Broken passe-partout, chipped paint, and fly-blown papers hanging by single drawing-pins traced unmistakably a gradual but inexorable decline. The house was clean but unexpectedly so, tidy but not orderly, and only vaguely uncomfortable. The front wall of the dining-room was built up of glass panels designed to slide in grooves, but devilishly inclined to jam. These looked across the verandah to the hot springs themselves.

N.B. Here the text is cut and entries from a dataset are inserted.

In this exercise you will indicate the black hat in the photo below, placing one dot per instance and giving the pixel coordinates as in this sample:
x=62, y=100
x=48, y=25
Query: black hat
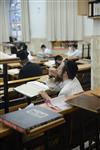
x=71, y=68
x=22, y=54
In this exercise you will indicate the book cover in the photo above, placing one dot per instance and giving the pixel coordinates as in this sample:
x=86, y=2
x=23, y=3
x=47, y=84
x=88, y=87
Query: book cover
x=31, y=89
x=26, y=119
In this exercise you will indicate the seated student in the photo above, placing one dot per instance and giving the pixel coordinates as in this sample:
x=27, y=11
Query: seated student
x=64, y=81
x=58, y=60
x=28, y=69
x=45, y=52
x=73, y=53
x=12, y=45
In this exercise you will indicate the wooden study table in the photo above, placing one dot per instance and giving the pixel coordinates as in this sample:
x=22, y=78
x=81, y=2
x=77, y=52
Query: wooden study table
x=89, y=102
x=42, y=132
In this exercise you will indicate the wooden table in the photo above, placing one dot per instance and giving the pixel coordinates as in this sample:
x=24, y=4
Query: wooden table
x=90, y=103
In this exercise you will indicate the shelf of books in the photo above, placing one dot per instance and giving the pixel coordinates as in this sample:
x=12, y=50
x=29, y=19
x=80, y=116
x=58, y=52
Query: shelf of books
x=94, y=9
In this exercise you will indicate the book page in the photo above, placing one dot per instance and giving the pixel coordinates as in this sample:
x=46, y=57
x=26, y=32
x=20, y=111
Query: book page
x=60, y=103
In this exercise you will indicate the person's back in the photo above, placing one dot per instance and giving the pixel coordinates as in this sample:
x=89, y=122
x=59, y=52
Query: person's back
x=74, y=53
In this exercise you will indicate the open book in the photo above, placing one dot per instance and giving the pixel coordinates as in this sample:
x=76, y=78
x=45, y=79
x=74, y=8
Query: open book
x=59, y=103
x=31, y=89
x=29, y=118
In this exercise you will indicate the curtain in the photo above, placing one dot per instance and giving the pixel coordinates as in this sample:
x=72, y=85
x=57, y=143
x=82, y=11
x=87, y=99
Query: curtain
x=63, y=23
x=4, y=21
x=25, y=21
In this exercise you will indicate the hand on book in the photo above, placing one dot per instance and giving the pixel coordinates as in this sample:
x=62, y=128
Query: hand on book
x=52, y=72
x=44, y=95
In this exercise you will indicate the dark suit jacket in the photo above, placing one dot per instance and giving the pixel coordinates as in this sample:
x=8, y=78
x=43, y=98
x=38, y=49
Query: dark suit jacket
x=30, y=70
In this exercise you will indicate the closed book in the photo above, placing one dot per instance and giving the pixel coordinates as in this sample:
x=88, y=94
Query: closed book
x=31, y=88
x=26, y=119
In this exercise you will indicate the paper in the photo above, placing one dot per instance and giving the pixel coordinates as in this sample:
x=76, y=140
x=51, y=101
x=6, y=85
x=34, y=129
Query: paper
x=13, y=71
x=50, y=63
x=31, y=89
x=60, y=103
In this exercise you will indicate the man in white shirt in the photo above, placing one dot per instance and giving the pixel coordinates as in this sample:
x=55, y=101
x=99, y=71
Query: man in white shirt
x=45, y=51
x=63, y=79
x=73, y=53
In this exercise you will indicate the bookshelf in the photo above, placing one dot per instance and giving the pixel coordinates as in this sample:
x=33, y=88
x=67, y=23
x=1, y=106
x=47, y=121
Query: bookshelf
x=94, y=9
x=5, y=63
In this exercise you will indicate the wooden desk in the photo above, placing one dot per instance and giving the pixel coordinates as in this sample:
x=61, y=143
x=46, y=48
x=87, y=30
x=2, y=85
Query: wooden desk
x=91, y=103
x=14, y=65
x=45, y=132
x=4, y=131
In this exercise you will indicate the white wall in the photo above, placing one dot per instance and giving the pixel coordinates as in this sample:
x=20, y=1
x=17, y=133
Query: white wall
x=37, y=10
x=88, y=26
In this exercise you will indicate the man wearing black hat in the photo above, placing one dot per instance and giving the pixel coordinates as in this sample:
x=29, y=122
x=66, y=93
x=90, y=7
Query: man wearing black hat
x=28, y=69
x=64, y=80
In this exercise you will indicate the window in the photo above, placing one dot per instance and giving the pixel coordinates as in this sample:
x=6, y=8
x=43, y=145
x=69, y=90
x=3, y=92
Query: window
x=15, y=19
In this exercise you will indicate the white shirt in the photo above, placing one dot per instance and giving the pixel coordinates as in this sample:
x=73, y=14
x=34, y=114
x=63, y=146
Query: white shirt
x=47, y=51
x=68, y=87
x=74, y=53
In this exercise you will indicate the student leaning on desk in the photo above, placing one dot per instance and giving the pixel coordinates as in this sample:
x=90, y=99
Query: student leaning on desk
x=63, y=80
x=45, y=52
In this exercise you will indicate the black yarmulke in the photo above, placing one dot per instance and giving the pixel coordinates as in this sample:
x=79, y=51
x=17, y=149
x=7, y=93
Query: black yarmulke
x=22, y=54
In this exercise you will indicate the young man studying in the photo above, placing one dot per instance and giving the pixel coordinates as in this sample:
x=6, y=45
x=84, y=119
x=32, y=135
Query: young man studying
x=63, y=79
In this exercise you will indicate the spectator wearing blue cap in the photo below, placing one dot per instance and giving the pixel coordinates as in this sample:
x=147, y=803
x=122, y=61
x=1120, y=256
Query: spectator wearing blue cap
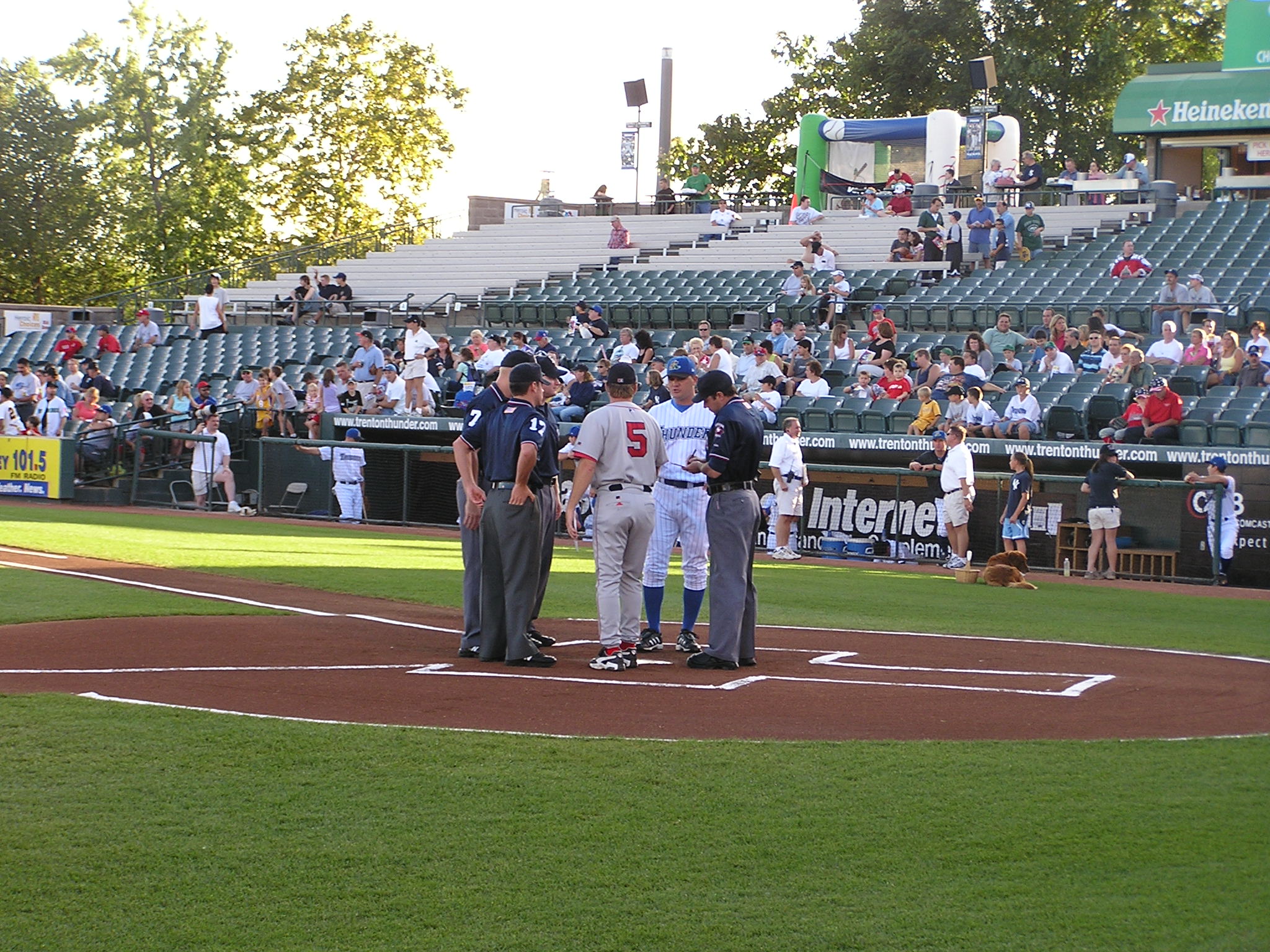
x=1223, y=526
x=347, y=471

Barbara stood for a moment at one of the open windows and stared absently at a freakish landscape. Hills smudged with scrub were ranked against a heavy sky. Beyond them, across the hidden inlet, but tall enough to dominate the scene, rose the truncated cone of Rangi’s Peak, an extinct volcano so characteristically shaped that it might have been placed in the landscape by a modern artist with a passion for simplified form. Though some eight miles away, it was actually clearer than the near-by hills, for their margins, dark and firm, were broken at intervals by plumes of steam that rose perpendicularly from the eight thermal pools. These lay close at hand, just beyond the earth-and-pumice sweep in front of the house. Five of them were hot springs hidden from the windows by fences of manuka scrub. The sixth was enclosed by a rough bath shed. The seventh was almost a lake over whose dark waters wraiths of steam vaguely drifted. The eighth was a mud pool, not hot enough to give off steam, and dark in colour with a kind of iridescence across its surface. This pool was only half-screened and from its open end protruded a naked pink head on top of a long neck. Barbara went out to the verandah, seized a brass schoolroom bell, and rang it vigorously. The pink head travelled slowly through the mud like some fantastic periscope until it disappeared behind the screen.